Except for the artists, no one in the art world is more important than a knowledgeable, cultured, art collector. It makes no difference whether that individual buys the work of living artists or those long dead, the likes and dislikes of this person, and the money represented by his or her tastes is what largely decides whether the work of a given artist is merely "good" or to be considered "great." What the collector is willing to pay at auction determines the "value" of an artist's work and indeed, whether that artist is, in fact, collectible. Sometimes that collector is not, in fact, an individual, but an institution--a museum, or academic organisation. But even then, an individual, or group of them, makes the decision to buy and for how much, thus determining the artistic standing of an artist. Quite often individual collectors are fabulously wealthy with more money than they know what to do with. That was certainly the case with one of the most interesting American art collectors of all time. For a while, during the early 1920s, he was reputed to be one of the ten wealthiest men in America. His name was John Ringling.

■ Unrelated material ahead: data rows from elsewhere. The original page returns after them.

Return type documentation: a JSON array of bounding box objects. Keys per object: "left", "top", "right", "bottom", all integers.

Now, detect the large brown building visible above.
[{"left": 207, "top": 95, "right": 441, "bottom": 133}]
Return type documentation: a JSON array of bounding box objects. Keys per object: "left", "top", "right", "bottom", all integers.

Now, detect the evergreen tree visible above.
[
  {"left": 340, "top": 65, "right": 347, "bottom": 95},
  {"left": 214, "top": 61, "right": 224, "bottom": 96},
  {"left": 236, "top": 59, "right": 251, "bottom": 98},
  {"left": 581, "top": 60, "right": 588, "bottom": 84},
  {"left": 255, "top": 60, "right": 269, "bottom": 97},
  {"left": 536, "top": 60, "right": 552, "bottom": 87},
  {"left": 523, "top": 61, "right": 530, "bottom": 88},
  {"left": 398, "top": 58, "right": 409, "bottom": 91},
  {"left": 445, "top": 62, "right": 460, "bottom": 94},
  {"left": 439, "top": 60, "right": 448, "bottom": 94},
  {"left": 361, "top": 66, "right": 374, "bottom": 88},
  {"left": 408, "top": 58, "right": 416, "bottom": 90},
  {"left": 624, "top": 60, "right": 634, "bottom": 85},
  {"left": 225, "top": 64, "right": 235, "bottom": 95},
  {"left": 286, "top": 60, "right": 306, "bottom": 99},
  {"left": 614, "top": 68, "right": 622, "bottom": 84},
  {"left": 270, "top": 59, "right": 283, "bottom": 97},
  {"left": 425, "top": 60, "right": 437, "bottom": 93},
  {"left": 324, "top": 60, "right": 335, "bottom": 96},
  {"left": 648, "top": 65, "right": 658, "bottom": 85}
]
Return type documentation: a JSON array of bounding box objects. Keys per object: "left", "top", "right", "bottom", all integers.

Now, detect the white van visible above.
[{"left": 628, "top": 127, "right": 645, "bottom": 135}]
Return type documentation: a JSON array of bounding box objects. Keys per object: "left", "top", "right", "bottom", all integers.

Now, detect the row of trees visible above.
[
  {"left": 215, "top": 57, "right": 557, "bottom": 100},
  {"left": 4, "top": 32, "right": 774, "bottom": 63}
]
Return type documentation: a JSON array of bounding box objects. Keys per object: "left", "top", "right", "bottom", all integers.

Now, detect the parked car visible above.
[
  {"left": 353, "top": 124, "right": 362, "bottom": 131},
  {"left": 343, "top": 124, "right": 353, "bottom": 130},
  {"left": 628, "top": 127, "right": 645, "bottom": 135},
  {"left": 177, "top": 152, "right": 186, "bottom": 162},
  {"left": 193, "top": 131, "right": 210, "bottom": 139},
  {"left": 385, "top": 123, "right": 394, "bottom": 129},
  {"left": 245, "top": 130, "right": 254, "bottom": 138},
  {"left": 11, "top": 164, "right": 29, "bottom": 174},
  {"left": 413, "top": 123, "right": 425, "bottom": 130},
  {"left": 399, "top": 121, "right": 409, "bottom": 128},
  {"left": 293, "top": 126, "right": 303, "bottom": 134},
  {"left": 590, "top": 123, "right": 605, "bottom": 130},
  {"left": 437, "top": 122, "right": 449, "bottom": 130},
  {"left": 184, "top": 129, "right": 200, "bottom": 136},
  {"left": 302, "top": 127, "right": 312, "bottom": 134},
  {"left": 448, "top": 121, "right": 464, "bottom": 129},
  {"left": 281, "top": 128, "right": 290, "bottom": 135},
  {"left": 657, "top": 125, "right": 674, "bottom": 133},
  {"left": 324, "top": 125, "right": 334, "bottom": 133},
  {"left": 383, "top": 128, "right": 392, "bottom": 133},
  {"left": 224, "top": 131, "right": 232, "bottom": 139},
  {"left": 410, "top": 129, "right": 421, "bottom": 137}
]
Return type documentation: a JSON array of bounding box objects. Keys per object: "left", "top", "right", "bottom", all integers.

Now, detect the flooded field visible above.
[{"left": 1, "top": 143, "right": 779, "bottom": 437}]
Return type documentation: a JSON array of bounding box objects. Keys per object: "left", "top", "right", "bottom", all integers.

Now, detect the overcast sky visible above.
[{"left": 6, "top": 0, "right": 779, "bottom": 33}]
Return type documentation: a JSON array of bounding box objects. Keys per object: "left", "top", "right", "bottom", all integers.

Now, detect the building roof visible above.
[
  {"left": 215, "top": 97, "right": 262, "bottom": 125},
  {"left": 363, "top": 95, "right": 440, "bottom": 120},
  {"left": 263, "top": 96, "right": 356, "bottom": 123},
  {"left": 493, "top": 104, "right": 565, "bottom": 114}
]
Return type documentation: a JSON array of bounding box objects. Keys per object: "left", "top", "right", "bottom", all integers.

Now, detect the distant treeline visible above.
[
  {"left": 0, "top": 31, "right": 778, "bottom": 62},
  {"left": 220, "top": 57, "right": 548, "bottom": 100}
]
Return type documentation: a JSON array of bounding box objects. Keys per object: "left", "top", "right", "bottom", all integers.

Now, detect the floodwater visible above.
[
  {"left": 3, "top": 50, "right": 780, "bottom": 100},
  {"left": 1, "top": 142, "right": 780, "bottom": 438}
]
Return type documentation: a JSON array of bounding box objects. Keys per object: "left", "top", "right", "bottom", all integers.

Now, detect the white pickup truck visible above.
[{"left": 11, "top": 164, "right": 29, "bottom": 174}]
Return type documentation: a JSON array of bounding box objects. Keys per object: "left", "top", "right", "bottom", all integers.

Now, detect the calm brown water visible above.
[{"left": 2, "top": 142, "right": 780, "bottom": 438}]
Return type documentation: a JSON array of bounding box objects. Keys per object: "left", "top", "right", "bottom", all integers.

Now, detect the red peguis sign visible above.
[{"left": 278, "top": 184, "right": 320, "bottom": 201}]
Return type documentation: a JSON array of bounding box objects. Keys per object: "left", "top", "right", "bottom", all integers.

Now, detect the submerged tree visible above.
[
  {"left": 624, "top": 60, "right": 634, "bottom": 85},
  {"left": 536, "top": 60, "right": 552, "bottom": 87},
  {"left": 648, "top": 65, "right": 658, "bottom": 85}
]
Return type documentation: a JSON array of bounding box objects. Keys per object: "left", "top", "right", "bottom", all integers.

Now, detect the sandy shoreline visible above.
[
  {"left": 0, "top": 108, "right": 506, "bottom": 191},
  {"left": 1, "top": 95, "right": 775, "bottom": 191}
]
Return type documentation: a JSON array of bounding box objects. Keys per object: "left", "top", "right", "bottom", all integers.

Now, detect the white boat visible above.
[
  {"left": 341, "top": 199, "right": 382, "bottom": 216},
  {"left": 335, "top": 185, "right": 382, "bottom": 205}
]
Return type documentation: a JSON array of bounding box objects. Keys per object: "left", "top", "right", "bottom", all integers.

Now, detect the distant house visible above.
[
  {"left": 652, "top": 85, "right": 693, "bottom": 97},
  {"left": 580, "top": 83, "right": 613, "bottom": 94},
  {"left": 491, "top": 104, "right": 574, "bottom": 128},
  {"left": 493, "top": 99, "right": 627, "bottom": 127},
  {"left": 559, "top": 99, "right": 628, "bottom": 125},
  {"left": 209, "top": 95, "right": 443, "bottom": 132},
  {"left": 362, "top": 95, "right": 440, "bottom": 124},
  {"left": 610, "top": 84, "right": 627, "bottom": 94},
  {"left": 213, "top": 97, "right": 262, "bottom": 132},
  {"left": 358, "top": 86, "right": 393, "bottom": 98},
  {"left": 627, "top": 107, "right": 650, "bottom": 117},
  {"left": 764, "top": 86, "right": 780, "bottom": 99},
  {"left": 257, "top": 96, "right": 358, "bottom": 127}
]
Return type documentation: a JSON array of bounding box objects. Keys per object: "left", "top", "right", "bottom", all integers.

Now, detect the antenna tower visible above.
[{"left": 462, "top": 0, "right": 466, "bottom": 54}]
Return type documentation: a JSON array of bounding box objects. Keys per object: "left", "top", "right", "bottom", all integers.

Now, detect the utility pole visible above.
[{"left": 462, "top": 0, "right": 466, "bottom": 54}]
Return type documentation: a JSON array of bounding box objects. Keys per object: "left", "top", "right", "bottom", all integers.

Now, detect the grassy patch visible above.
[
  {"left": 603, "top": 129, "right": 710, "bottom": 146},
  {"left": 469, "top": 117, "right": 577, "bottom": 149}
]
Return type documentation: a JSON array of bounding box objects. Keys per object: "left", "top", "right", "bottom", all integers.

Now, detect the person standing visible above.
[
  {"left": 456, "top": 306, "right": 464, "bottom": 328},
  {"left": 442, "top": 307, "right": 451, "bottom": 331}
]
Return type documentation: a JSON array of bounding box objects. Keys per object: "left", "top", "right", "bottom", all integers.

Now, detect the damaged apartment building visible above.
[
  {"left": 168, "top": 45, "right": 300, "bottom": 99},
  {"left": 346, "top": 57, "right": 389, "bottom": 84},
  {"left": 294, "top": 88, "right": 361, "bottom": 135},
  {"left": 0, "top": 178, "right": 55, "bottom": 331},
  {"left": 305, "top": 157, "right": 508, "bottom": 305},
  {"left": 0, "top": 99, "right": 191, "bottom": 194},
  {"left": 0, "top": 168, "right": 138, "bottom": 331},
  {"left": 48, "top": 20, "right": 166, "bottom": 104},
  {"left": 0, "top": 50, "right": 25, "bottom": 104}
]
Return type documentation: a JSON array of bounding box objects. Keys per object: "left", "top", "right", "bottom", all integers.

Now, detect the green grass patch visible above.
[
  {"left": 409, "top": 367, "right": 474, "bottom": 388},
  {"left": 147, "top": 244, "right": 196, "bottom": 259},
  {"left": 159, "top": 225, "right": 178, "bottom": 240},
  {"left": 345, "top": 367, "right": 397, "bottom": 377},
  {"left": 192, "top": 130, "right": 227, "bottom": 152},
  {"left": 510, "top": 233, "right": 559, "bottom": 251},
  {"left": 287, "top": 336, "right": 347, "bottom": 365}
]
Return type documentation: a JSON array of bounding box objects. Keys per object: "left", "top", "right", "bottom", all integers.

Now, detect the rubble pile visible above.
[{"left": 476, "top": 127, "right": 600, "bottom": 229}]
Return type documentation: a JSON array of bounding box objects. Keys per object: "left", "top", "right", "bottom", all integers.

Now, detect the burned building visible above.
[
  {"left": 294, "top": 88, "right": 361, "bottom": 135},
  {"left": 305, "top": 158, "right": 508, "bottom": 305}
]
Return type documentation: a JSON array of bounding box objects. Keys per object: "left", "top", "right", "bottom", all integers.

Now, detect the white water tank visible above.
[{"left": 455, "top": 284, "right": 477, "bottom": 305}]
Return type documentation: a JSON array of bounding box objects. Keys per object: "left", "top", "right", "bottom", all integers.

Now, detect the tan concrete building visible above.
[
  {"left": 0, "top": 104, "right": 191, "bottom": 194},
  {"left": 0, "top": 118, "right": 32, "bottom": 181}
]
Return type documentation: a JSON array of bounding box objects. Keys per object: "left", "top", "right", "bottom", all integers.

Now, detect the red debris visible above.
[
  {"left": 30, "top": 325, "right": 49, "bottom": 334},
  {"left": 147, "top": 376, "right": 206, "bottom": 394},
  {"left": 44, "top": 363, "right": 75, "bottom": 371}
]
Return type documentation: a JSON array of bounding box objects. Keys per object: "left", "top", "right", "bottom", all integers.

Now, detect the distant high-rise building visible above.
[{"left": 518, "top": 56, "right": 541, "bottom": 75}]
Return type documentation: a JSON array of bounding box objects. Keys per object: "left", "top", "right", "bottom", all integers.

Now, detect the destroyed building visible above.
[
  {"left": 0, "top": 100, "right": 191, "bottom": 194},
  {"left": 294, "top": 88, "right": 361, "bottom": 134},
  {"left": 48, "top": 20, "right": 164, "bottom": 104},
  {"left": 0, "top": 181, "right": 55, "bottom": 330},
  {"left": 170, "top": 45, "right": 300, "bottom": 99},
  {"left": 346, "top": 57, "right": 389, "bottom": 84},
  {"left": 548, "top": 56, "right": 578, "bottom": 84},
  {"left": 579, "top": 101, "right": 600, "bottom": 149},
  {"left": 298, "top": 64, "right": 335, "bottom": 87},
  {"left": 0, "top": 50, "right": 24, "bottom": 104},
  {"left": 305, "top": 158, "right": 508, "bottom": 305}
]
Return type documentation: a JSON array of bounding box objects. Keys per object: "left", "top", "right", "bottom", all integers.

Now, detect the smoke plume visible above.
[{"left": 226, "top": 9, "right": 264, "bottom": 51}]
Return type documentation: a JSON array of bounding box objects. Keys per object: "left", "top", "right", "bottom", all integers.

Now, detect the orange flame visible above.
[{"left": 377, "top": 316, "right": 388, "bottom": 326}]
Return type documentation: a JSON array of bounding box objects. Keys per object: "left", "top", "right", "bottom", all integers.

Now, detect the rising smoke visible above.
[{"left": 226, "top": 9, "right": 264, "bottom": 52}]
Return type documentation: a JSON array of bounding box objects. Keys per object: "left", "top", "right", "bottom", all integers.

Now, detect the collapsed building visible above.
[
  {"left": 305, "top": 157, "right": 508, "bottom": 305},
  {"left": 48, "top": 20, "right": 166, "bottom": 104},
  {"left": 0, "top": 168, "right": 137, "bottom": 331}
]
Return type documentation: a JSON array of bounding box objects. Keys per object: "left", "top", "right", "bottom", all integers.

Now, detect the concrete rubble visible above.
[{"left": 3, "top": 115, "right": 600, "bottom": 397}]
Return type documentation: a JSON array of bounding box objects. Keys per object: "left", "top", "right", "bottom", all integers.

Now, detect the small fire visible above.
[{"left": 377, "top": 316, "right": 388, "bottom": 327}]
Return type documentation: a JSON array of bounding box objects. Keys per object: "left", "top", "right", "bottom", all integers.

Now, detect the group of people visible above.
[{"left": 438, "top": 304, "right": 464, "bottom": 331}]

When you hear the Ringling name, art probably isn’t the first thing that comes to your mind. Still today, just as it did a hundred years ago, it means first and foremost, the circus. But John Ringling was no crass, exploitive P. T. Barnum. He was a consummate business entrepreneur, and cultured gentleman. He and his wife, Mable, travelled yearly to Europe, not just to recruit new circus acts, but to visit all the great museums on the continent, immersing themselves totally in the great pool of world art. What he didn't know about art collecting, John Ringling learned the hard way, or through the art books he devoured nightly in place of sleep. As one might expect, given his background as a showman, he gravitated toward the Baroque era and especially the work of Peter Paul Rubens. He bought four of the largest paintings Rubens ever created including the massive Abraham Receiving Bread and Wine from Melchizedek. Painted in the 1620s at the height of Rubens' career, they were, in fact, cartoons for a series of enormous tapestries commissioned by the sister of the King of Spain. His favourites also included work by van Dyck, Velázquez, Frans Hals, Poussin, Veronese, and Tiepolo.
John Ringling was born to immigrant parents in 1866, in McGregor Iowa, the sixth of nine children, five of whom became the famous Ringling Brothers. Through shrewd management and mergers with other, smaller circuses, including Barnum & Bailey's, the "Greatest Show on Earth" became no idle boast. His personal holdings in real estate, mining, and petroleum gave him the money, during the boom years of the 1920s, to indulge his collecting genius. In just over four years, he purchased over 500 paintings intended from the very beginning to form the bulk of a great museum. Today, that museum exists next to his fabulous $1.5 million Venetian-style mansion near the winter home of the Ringling Brothers Circus in Sarasota, Florida overlooking Tampa Bay. The complex also includes an Italian opera theatre, imported and reconstructed from Asolo, Italy, and a Circus Museum, both added by the state of Florida after World War II. The museum itself is a work of art, an Italian style villa with a large sculpture courtyard dominated by a life-size replica of Michelangelo's David. Ironically, it was Ringling's passion for art collecting which led directly to his economic downfall. When the stock market crashed in 1929, the circus suffered as did his personal finances, which he'd stretched to the limit in pursuing his dream of creating a great museum. He died virtually penniless in 1936. But despite dire, economic straits during his declining years, contributions from a devoted household staff and circus employees allowed this beloved showman to continue to live and die in his usual Baroque splendour.